私には大好きなバーテンダーがいる。でも、ある日店を畳むと告げられて… (ページ 1)
「あの上司、マジで許さない!自分のミスくらい自分で何とかしろ!私に全部押しつけやがって~!」
「有紀子さん、大丈夫?また上司にいじめられたの?」
「ううっ、聞いてくださいよ翼さ~ん!」
広告代理店に勤めて早三年。
激務と言われるこの業界で、私はどうにかこうにか仕事をしている。
そんな私の心のオアシスは、お洒落なこのバー。
金曜日の仕事終わりは、毎週ここに来て、バーテンダーの翼さんに話を聞いてもらっている。
お酒は美味しいしお店の雰囲気もいいし、翼さんは優しくて穏やかで、しかもすっごいイケメン。

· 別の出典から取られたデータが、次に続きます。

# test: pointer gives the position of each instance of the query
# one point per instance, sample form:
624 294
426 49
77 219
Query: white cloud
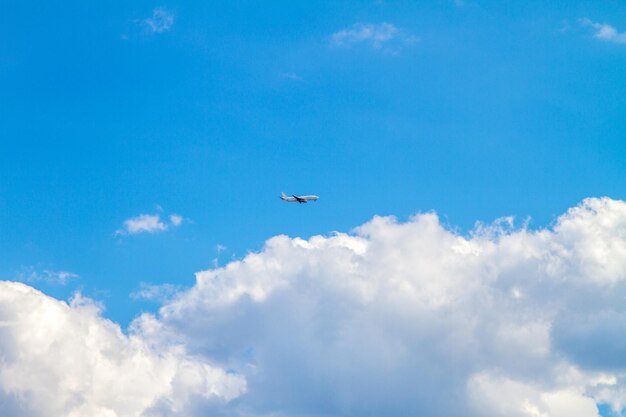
414 319
67 361
379 36
30 274
148 223
605 32
176 219
161 20
396 318
161 293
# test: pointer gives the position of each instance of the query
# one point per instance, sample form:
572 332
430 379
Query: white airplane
298 198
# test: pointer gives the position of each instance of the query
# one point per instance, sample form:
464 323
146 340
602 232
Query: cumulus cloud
148 223
379 36
65 360
604 31
394 318
414 319
161 20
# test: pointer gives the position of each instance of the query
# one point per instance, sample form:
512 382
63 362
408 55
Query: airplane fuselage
298 198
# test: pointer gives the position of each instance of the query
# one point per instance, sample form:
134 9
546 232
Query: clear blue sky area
208 110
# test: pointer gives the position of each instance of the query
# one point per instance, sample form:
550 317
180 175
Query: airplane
298 198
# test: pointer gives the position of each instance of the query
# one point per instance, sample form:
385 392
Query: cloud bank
59 359
395 318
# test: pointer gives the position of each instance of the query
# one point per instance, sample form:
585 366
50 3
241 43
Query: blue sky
493 109
208 110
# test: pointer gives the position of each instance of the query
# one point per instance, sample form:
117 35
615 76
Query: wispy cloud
31 275
161 20
160 293
291 76
604 32
149 223
383 36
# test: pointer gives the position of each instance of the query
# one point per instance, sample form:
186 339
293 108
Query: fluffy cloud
148 223
66 360
414 319
376 35
605 32
395 318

「ほんとこのバーに巡りあえてよかったです。ここのおかげで毎日仕事頑張れます」
「嬉しいこと言ってくれるね。でも…」
翼さんは表情を曇らせて、気まずそうに言い淀んでいる。
こんな翼さんは珍しくて、すごく不安になった。
「あの、何かあったんですか…?」
「実は、このバー、畳むことになったんだ」
「え?」
目の前が真っ暗になった。
何でも、一人暮らしの母親が倒れてしまって、その介護のために、やむを得ず店を閉めることにしたらしい。
「ごめんね、期待に応えられなくて…」
「いえ!家族は大切ですから!でも…そっか、じゃあ翼さん、地元に帰るんですね…」
「うん。介護しながら、地元で仕事見つけないとな。俺、会社勤めしたことないから怖いよ。有紀子さんから聞く話、いっつも怖いし」
「うちみたいなブラックは、多分そんなにないと思います!多分…」
翼さんが、どこか遠くに行ってしまう。
この場所もなくなってしまう。
あまりにも辛くて、それからしばらくは、仕事中もぼんやりするようになった。
いよいよ店を閉めるという最後の日、急な仕事が入って、私はなかなか駆けつけられなかった。

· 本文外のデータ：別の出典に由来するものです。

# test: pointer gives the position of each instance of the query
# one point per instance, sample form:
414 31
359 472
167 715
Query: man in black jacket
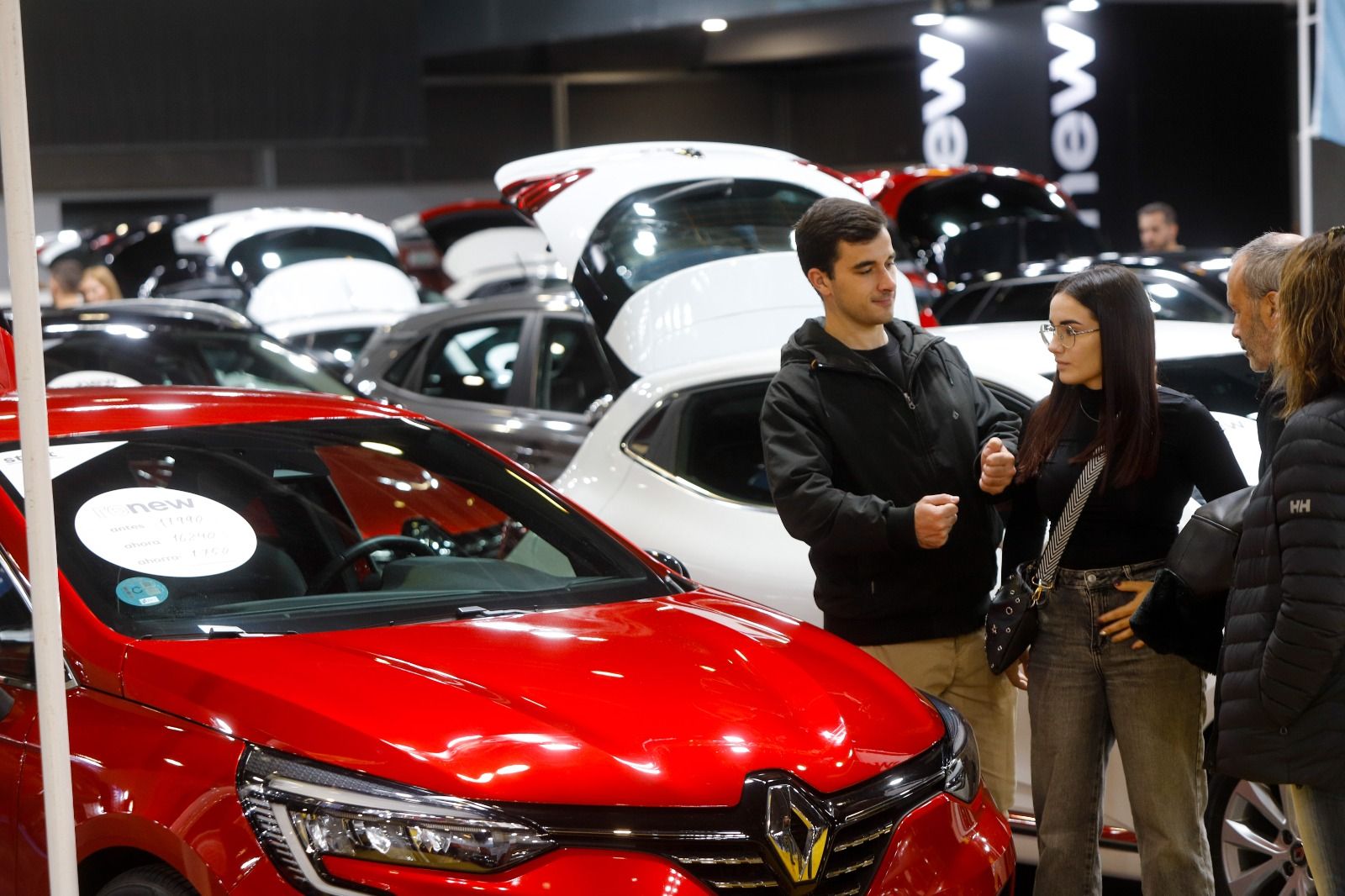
884 452
1253 295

ようやく駆けつけた時には、翼さんがお店のシャッターを閉めたところで…。
息を切らして現れた私を見て、翼さんは驚いていた。
「来てくれないのかと思ってたよ」
「そんなことあるわけないじゃないですか!大好きな翼さんに会える、最後の機会だから…」
「有紀子さん…」
「翼さんのおかげで、ずっと頑張れました!私、翼さんのことが大好きです。誰よりも大好きなんです!」
真っ赤になって泣きながら、私は彼に思いの丈を伝えた。
これが最後だって思うと、正直な気持ちが溢れて止まらない。
すると、彼は私を優しく抱き締めてくれた。
「ありがとう。俺も、有紀子さんのことが好きだよ」
翼さんはシャッターを開け、誰もいないお店の中に私を招き入れた。